Di materia e di destino

La strada. La strada che non cambia, i metri percorribili contingentati, razionati dalla normativa. Un fastidio che si dice, che si pensa e si scrive, ma che dopo tanti giorni in realtà si è fatto quasi nominale – di principio. E quale sia il perché, lo decida il nostro analista interiore prediletto: se il fastidio sia sfumato dalla resilienza che sorprende e detta nuove strade, nuove forme; o se sia invece annichilito dall’animalità, dalla capacità dell’uomo di farsi ratto purché siano salvi la pelle e la pancia.
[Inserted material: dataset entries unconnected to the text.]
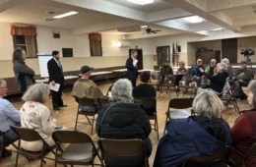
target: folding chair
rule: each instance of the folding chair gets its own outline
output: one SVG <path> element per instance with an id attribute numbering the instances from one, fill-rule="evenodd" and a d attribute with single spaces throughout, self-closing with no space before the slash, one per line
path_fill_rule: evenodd
<path id="1" fill-rule="evenodd" d="M 237 105 L 237 102 L 236 102 L 236 98 L 235 98 L 235 95 L 234 95 L 234 91 L 236 90 L 236 88 L 238 88 L 239 84 L 237 83 L 234 83 L 231 86 L 230 86 L 230 89 L 227 91 L 228 93 L 225 94 L 225 95 L 223 95 L 221 97 L 221 99 L 225 102 L 226 104 L 229 104 L 229 103 L 232 103 L 233 105 L 233 108 L 234 110 L 239 114 L 239 107 Z"/>
<path id="2" fill-rule="evenodd" d="M 182 167 L 190 166 L 190 165 L 207 165 L 211 163 L 226 163 L 230 153 L 232 151 L 232 147 L 226 145 L 224 149 L 220 150 L 216 154 L 213 155 L 204 155 L 204 156 L 194 156 L 183 162 Z"/>
<path id="3" fill-rule="evenodd" d="M 0 147 L 0 162 L 1 162 L 1 159 L 2 159 L 2 156 L 3 156 L 3 153 L 4 153 L 4 149 L 5 149 L 4 143 L 5 143 L 5 139 L 6 139 L 6 137 L 4 136 L 4 133 L 2 131 L 0 131 L 0 137 L 2 137 L 2 142 L 0 143 L 0 145 L 1 145 L 1 147 Z M 13 141 L 11 144 L 17 149 L 17 146 L 14 144 L 15 141 Z M 16 152 L 14 150 L 12 150 L 12 151 Z"/>
<path id="4" fill-rule="evenodd" d="M 155 132 L 158 133 L 158 139 L 160 139 L 159 122 L 158 122 L 158 110 L 157 110 L 157 99 L 156 98 L 137 98 L 140 100 L 145 108 L 145 112 L 150 120 L 154 120 L 153 124 Z"/>
<path id="5" fill-rule="evenodd" d="M 167 121 L 171 119 L 182 119 L 182 118 L 184 119 L 190 115 L 189 113 L 187 113 L 187 115 L 183 113 L 184 113 L 184 109 L 192 107 L 193 100 L 194 98 L 173 98 L 169 100 L 167 112 L 165 113 L 166 120 L 165 120 L 163 135 L 165 135 Z M 170 110 L 170 108 L 174 110 Z M 179 116 L 178 115 L 179 113 L 182 113 L 182 116 Z"/>
<path id="6" fill-rule="evenodd" d="M 92 139 L 82 132 L 60 130 L 52 133 L 52 139 L 56 143 L 55 167 L 57 164 L 62 165 L 98 165 L 95 164 L 95 158 L 98 154 L 98 146 Z M 61 143 L 68 143 L 65 148 Z M 101 166 L 98 165 L 98 166 Z"/>
<path id="7" fill-rule="evenodd" d="M 141 139 L 98 139 L 105 167 L 149 167 L 146 144 Z"/>
<path id="8" fill-rule="evenodd" d="M 92 130 L 91 130 L 91 135 L 93 135 L 93 131 L 94 131 L 94 126 L 95 126 L 95 117 L 97 114 L 97 110 L 98 110 L 98 106 L 97 103 L 95 99 L 89 99 L 89 98 L 76 98 L 76 101 L 78 102 L 78 112 L 77 112 L 77 119 L 76 119 L 76 125 L 75 125 L 75 130 L 77 130 L 77 124 L 81 123 L 81 124 L 86 124 L 86 125 L 90 125 L 92 126 Z M 80 106 L 91 106 L 91 107 L 95 107 L 95 110 L 93 112 L 91 111 L 84 111 L 81 109 Z M 79 122 L 78 121 L 78 117 L 79 115 L 84 115 L 86 116 L 88 123 L 85 122 Z M 89 117 L 93 117 L 92 119 Z M 91 122 L 92 121 L 92 122 Z"/>
<path id="9" fill-rule="evenodd" d="M 20 154 L 27 157 L 28 160 L 29 160 L 29 158 L 31 158 L 31 159 L 40 159 L 41 160 L 41 162 L 40 162 L 41 167 L 42 167 L 42 162 L 44 164 L 46 163 L 43 160 L 43 158 L 54 160 L 52 158 L 45 157 L 45 155 L 48 154 L 49 152 L 52 152 L 55 155 L 55 152 L 54 152 L 53 149 L 56 147 L 56 145 L 52 145 L 52 146 L 48 145 L 48 143 L 46 143 L 46 141 L 40 137 L 40 135 L 36 131 L 31 130 L 31 129 L 28 129 L 28 128 L 21 128 L 21 127 L 14 127 L 14 126 L 11 126 L 11 129 L 19 137 L 19 144 L 18 144 L 18 148 L 17 148 L 17 156 L 16 156 L 16 163 L 15 163 L 16 167 L 18 166 L 18 159 L 19 159 Z M 21 139 L 25 140 L 25 141 L 41 140 L 42 141 L 41 151 L 29 151 L 29 150 L 22 148 L 21 147 Z"/>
Insomma, si sta male e si sta bene e si sta male. Lo si vede soprattutto nei discorsi, nei bizantinismi ritrovati, nelle dispute che in meno di un amen cancellano l’aspra, la pietrosa esattezza della frase che appena avevi assaporato e tornano a curvarsi: non più l’oggetto come fine ma te & me, il rapporto, la relazione. Si sta male e si sta bene, e in questa sospensione irreale, di un’irrealtà senza magia, si riesce ancora a fingere la vita, ancora a fingere che il mezzo viva indifferente al fine, che bastino un ripensamento, un’organizzazione nuova a restituire un contenuto vecchio e fuori corso.
La vita cambierà, dicono i chiromanti della rete, e i segni paiono mostrarlo. E mentre stiamo qui a foggiare previsioni, schizofrenando tra un «niente sarà come prima» e un «quando tutto sarà finito», quello che più ci fa paura è il crollo delle forme, delle abitudini sociali che vivevano per noi, prima di noi, di quegli abiti d’azione assunti e mai considerati, mai contestati o presi nella loro tessitura, nel nesso dell’istante con il suo passato e il suo destino.
Ché di destino non si parlava già prima, da un secolo almeno, né si parlerà dopo. Come lo so? Lo so perché non ne parliamo adesso, neanche adesso che c’è da decidere se vivere o morire, e cos’è vivere, e perché, per chi… Adesso che dovremmo chiederci se chiudere nel cesso una generazione, privarla del conforto degli affetti, lasciarla morire da sola per evitare il rischio che muoia – che faccia cioè il suo corso naturale, con una naturale vita intorno; adesso che dovremmo chiederci se tutto questo ha un senso, e se ce l’ha, perché, per chi; nemmeno adesso, no, nemmeno adesso siamo in grado di guardare all’ora presente giudicando il passato e presentendo un destino.
Così, mentre ci crollano d’intorno forme e modi di vita, mentre la tecnica detta senza pensiero e senza scopo cosa fare, adesso, proprio adesso, chiediamoci una volta come il salmo cos’è l’uomo. Chiediamoci una volta cos’è l’uomo e rispondiamo, diciamoci se è solo questo corpo, questa materia inerte che portiamo indosso, numerata, pesante come piombo. Chiediamoci se basti per davvero questo presente eterno a dire cosa siamo e che speranze abbiamo, o se la vita gridi in sé dell’altro, un’ombra di destino, di leggerezza.